Apo-Carbamazepine (Tablets) Instructions for Use
Marketing Authorization Holder
Apotex, Inc. (Canada)
ATC Code
N03AF01 (Carbamazepine)
Active Substance
Carbamazepine (Rec.INN registered by WHO)
Dosage Form
| Apo-Carbamazepine | Tablets 200 mg: bottle 100 or 500 pcs. |
Dosage Form, Packaging, and Composition
| Tablets | 1 tab. |
| Carbamazepine | 200 mg |
100 pcs. – polyethylene bottles.
500 pcs. – polyethylene bottles – polyethylene film (1) – cardboard boxes.
500 pcs. – polyethylene bottles.
500 pcs. – polyethylene bottles – cardboard boxes.
Clinical-Pharmacological Group
Anticonvulsant drug
Pharmacotherapeutic Group
Anticonvulsant agent
Pharmacological Action
An antiepileptic agent, a derivative of the tricyclic iminostilbene. It is believed that the anticonvulsant action is associated with a decrease in the ability of neurons to maintain a high frequency of development of repeated action potentials through the inactivation of sodium channels. In addition, the inhibition of neurotransmitter release by blocking presynaptic sodium channels and the development of action potentials, which in turn reduces synaptic transmission, also appears to be significant.

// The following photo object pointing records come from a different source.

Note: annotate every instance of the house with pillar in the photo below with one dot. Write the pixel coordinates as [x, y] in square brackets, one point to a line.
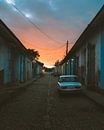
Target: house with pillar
[15, 64]
[86, 58]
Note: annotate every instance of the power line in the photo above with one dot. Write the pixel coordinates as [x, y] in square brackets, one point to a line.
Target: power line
[35, 25]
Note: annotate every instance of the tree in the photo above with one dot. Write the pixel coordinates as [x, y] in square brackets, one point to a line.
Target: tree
[57, 63]
[33, 54]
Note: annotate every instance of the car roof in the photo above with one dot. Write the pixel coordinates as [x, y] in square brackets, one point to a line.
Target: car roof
[62, 76]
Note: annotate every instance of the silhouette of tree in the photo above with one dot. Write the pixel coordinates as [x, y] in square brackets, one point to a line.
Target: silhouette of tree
[57, 63]
[33, 54]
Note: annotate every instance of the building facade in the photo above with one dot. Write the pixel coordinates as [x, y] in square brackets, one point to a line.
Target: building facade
[15, 64]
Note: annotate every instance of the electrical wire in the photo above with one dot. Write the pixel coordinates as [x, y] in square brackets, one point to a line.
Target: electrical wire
[35, 25]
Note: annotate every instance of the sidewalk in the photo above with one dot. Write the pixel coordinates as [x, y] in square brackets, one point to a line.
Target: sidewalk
[95, 96]
[7, 93]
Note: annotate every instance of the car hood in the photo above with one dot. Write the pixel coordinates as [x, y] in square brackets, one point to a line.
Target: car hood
[68, 84]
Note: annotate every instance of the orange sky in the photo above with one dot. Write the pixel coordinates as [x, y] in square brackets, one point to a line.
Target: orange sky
[61, 20]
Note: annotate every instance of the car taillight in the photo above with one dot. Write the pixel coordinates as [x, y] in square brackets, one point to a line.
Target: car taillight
[77, 87]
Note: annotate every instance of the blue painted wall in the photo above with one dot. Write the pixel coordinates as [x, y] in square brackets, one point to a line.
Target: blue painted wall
[102, 61]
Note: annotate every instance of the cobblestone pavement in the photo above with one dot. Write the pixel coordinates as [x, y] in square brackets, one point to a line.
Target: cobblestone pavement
[40, 107]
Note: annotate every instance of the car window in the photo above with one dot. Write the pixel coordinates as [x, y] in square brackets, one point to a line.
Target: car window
[68, 79]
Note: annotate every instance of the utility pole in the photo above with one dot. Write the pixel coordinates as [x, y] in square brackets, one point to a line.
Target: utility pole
[67, 43]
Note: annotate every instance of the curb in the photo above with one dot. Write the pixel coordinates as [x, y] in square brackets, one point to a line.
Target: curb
[7, 94]
[94, 96]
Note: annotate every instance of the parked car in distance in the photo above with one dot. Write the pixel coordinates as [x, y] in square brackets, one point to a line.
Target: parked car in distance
[69, 83]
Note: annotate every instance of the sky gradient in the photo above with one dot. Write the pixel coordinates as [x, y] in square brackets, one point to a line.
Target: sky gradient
[61, 20]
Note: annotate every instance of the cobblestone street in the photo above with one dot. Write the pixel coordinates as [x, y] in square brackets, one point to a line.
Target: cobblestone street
[40, 107]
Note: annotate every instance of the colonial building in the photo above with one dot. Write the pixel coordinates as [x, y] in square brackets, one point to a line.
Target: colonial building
[15, 64]
[86, 58]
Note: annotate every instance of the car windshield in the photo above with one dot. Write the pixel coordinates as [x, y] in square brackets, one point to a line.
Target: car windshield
[68, 79]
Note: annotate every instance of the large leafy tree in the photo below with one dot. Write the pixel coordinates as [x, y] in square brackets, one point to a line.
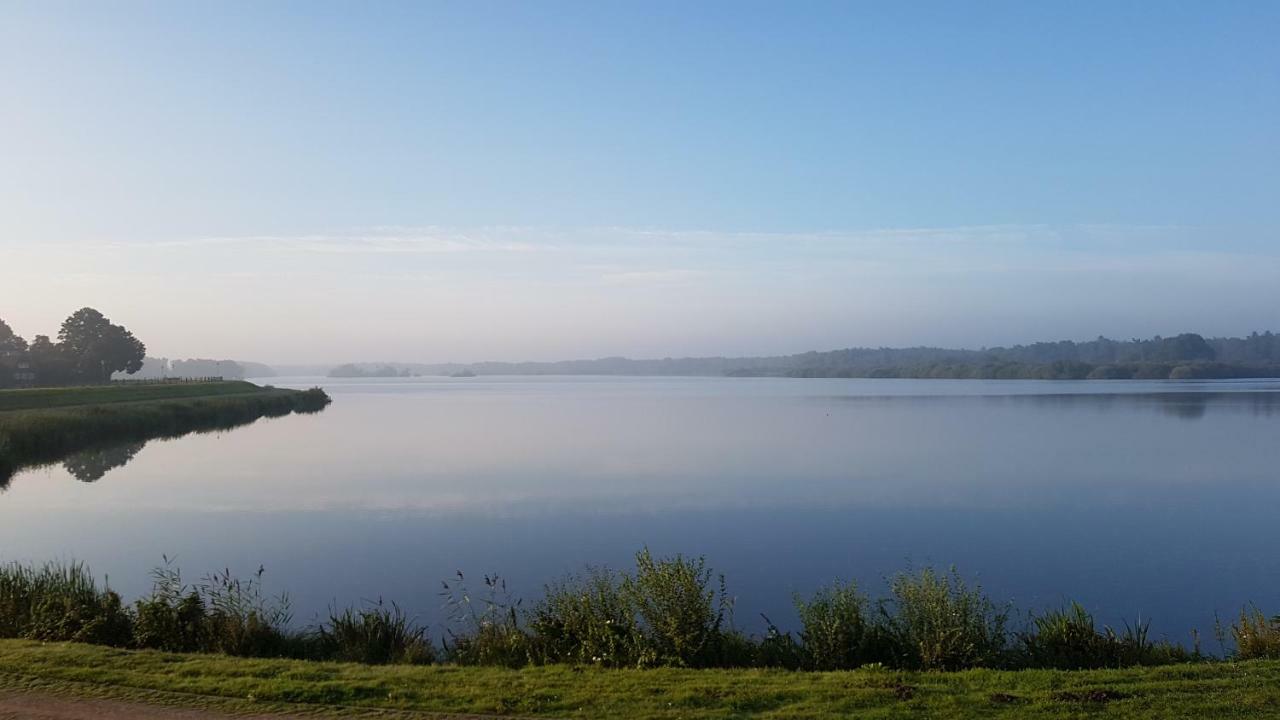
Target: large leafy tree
[10, 345]
[12, 349]
[95, 347]
[51, 365]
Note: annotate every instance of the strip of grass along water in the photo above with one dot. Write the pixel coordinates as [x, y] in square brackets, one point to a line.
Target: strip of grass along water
[48, 424]
[1219, 691]
[667, 613]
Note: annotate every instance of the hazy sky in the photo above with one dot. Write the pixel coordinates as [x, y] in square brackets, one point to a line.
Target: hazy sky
[466, 181]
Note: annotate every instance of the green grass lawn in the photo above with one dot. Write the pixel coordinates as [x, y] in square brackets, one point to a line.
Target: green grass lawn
[1201, 691]
[36, 399]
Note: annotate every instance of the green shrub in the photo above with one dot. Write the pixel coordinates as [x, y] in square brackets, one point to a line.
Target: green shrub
[1068, 639]
[484, 629]
[173, 618]
[241, 620]
[679, 613]
[60, 602]
[1256, 634]
[586, 619]
[937, 623]
[379, 634]
[837, 632]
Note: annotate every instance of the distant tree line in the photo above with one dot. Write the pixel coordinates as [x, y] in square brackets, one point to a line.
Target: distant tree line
[88, 350]
[1182, 356]
[1187, 355]
[355, 370]
[154, 368]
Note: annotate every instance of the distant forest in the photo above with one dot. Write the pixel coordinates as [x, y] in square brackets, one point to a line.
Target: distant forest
[155, 368]
[1184, 356]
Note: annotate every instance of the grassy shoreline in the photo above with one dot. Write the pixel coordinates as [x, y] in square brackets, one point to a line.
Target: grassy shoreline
[46, 424]
[1224, 689]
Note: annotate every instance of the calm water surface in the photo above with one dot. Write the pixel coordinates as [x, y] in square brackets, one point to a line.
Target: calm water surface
[1152, 499]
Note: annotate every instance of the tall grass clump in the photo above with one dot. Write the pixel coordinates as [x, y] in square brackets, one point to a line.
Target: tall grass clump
[1256, 634]
[680, 614]
[174, 618]
[485, 628]
[60, 602]
[588, 619]
[37, 434]
[375, 634]
[937, 623]
[839, 630]
[222, 614]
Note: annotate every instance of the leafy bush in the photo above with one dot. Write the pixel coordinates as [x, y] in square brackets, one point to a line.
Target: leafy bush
[378, 634]
[937, 623]
[485, 629]
[173, 618]
[1256, 634]
[837, 632]
[245, 621]
[60, 602]
[680, 615]
[586, 619]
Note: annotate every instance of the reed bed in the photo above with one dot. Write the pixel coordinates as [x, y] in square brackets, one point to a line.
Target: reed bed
[39, 434]
[666, 613]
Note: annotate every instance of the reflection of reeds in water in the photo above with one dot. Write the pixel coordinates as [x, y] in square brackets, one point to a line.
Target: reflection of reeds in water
[40, 436]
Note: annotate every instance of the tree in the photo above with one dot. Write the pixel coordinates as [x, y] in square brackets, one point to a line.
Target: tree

It has a moderate antimanic, antipsychotic effect, as well as an analgesic effect in neurogenic pain. The mechanisms of action may involve GABA receptors, which may be associated with calcium channels; also, the influence of carbamazepine on neuro transmission modulator systems appears to be significant.
The antidiuretic effect of carbamazepine may be associated with a hypothalamic influence on osmoreceptors, which is mediated through the secretion of ADH, and is also due to a direct effect on the renal tubules.
Pharmacokinetics
After oral administration, Carbamazepine is almost completely absorbed from the gastrointestinal tract. Plasma protein binding is 75%. It is an inducer of hepatic enzymes and stimulates its own metabolism.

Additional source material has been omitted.